Gestion partenariale des problèmes économiques et conflits politiques

Dans l’agglomération lyonnaise, l’existence de la COURLY modifie très fortement la donne politique au sein du système d’acteurs de la régulation économique territoriale, puisque les élus municipaux se trouvent soumis au pouvoir intercommunal dans la conduite des politiques urbaines. Les tenants politiques de l’opposition au pouvoir en place, tant au niveau gouvernemental que local, éprouvent de grandes difficultés à faire entendre leur point de vue face à la coalition patronale qui se greffe autour des responsables de la COURLY. Ces débats sur l’organisation de la politique économique à l’échelle de l’agglomération sont toutefois fortement déterminés par les majorités politiques opposées de Lyon et des principales municipalités de la périphérie : Lyon est gouvernée par une équipe de centre-droit plutôt libérale, majoritaire à la COURLY, face au basculement emblématique de Villeurbanne à gauche lors du scrutin municipal de 1977, qui conforte l’inscription des communes périphériques, notamment de l’Est, dans l’opposition « socialo-communiste »au pouvoir en place.

Ces forces politiques s’affrontent sur les questions de définition et de mise en œuvre de la politique urbaine, particulièrement sur les volets économique et urbanistique, qui cristallisent les oppositions de principe (Lojkine, 1974). La mobilisation politique autour du contrôle de l’intervention économique locale et des missions de l’ADERLY marque ainsi l’avènement d’une forme de gouvernement local au sein de la COURLY, mais reflète également les grandes oppositions idéologiques qui traversent la société française face au choix d’une régulation plus libérale du fonctionnement de l’économie.
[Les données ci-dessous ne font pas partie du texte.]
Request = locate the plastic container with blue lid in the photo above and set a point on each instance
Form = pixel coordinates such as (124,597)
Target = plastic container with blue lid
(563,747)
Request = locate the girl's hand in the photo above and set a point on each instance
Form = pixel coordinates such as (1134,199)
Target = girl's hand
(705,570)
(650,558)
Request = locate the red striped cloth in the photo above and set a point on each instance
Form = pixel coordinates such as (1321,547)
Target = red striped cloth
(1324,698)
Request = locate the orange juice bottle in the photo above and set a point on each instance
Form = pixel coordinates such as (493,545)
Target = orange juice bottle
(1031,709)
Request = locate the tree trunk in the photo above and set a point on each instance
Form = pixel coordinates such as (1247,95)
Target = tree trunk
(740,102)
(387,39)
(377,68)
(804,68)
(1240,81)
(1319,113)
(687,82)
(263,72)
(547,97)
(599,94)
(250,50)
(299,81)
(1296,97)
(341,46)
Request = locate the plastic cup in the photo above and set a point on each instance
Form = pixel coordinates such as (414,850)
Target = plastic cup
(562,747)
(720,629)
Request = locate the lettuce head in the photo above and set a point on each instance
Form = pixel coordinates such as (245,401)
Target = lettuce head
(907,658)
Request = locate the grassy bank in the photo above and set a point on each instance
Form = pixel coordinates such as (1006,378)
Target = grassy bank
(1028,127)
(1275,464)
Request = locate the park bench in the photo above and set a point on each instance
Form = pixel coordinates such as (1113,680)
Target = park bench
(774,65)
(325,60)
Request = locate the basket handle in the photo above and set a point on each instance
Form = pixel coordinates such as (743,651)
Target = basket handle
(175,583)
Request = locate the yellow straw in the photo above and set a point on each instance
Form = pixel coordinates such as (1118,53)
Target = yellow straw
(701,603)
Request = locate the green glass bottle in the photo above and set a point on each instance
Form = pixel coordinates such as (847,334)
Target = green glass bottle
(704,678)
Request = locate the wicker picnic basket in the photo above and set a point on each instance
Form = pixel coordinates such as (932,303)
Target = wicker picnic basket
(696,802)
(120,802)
La montée en puissance des théories libérales dans le débat politique au niveau national, notamment sur la question de l’action publique dans le domaine de l’économie, se répercute dans l’agglomération lyonnaise au travers de la définition des modalités d’intervention partenariales de l’association. C’est donc aussi le choix de l’orientation libérale de la politique économique du nouveau gouvernement qui s’accompagne d’un désengagement progressif de l’Etat de la régulation économique territoriale, qui est attaqué par les partisans socialistes et communistes lyonnais. Le contexte de l’apparition de la crise durant les travaux de préparation du 6ème Plan au niveau national, ses conséquences sur la conjoncture économique et sur la question de l’emploi, ou encore le problème des monopoles sont mis en avant par les élus de l’opposition à la COURLY pour critiquer l’attitude ouvertement libérale et le positionnement managérial des responsables politiques et économiques lyonnais, calé sur le virage de l’Etat.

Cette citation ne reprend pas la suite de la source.